A £1·2bn firm order for 30 nine-car electric Super Express Trains to replace the current Intercity 225 fleet on East Coast Main Line services was confirmed on July 18.

UK: A £1·2bn firm order for the Agility Trains consortium to design, build, finance and maintain 30 nine-car electric Hitachi Super Express Trains to replace the current Intercity 225 fleet on East Coast Main Line services from 2019 was confirmed by Transport Secretary Patrick McLoughlin on July 18.

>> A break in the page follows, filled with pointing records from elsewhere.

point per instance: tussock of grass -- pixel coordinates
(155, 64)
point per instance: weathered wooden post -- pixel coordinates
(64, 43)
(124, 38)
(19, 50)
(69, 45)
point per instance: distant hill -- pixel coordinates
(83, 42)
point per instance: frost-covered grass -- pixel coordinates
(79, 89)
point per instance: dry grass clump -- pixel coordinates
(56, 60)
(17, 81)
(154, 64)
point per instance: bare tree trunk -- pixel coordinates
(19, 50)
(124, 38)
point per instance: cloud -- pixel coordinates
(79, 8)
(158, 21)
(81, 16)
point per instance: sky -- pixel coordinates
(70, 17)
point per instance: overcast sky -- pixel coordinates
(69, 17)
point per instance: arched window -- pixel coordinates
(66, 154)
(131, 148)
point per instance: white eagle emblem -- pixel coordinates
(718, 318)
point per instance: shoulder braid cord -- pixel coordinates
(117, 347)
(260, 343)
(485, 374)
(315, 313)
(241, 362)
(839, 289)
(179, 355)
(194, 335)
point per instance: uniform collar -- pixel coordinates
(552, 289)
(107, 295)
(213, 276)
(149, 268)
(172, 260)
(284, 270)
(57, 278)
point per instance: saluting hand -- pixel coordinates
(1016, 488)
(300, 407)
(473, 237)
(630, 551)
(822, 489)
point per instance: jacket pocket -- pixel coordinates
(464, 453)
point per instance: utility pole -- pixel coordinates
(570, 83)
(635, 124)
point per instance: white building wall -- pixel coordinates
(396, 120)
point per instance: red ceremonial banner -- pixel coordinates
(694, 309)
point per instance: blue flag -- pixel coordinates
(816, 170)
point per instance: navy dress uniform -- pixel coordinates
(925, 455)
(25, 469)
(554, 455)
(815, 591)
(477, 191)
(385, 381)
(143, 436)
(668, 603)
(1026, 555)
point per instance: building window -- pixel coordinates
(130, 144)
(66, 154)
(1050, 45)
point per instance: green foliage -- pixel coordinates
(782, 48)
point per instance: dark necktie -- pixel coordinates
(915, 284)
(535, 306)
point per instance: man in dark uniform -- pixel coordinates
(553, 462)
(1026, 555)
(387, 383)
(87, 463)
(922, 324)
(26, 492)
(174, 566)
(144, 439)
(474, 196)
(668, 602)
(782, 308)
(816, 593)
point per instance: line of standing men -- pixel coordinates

The 27½-year East Coast contract is the Phase 2 option on a July 2012 agreement for 92 five and nine-car sets totalling 596 coaches. Of these, 369 will be used on Great Western services from 2017 and 227 are intended to replace diesel HSTs on the East Coast Main Line. The contracts have been placed under the Department for Transport's Intercity Express Programme to replace ex-British Rail inter-city fleets.

DfT said the deployment of the trains would 'grow and protect the key East Coast rail markets in readiness for High Speed 2 deployment from 2033.'

The vehicles are to be produced at Hitachi Rail Europe's factory at Newton Aycliffe in northeast England, which is scheduled to begin full production in 2016. 'This order extends firm orders at the factory until the end of the decade, with significant capacity remaining available for future UK and export contracts actively being pursued', said Hitachi Rail Europe Executive Chairman & CEO Alistair Dormer. He said Hitachi was 'committed to the long-term development of engineering capability in the northeast and aim to repeat the success of Nissan and Toyota in the automotive industry by bringing world-class practices to UK train manufacturing.'

Hitachi said the new 627-seat trains would offer 50 mm of additional leg room in standard class airline seats, wi-fi, power sockets accessible from every seat, LCD seat reservation displays 'with sophisticated traffic light vacancy notification', 10 bicycle spaces and the capability to deliver 100 cooked breakfasts or dinners per 2 h of journey time. They will operate at up to 200 km/h, but would be capable of operating at 225 km/h if infrastructure and signalling on the East Coast Main Line were to be upgraded.

The electric-only SET sets have been designated Class 801, while the bi-mode electro-diesel trainsets will be Class 800.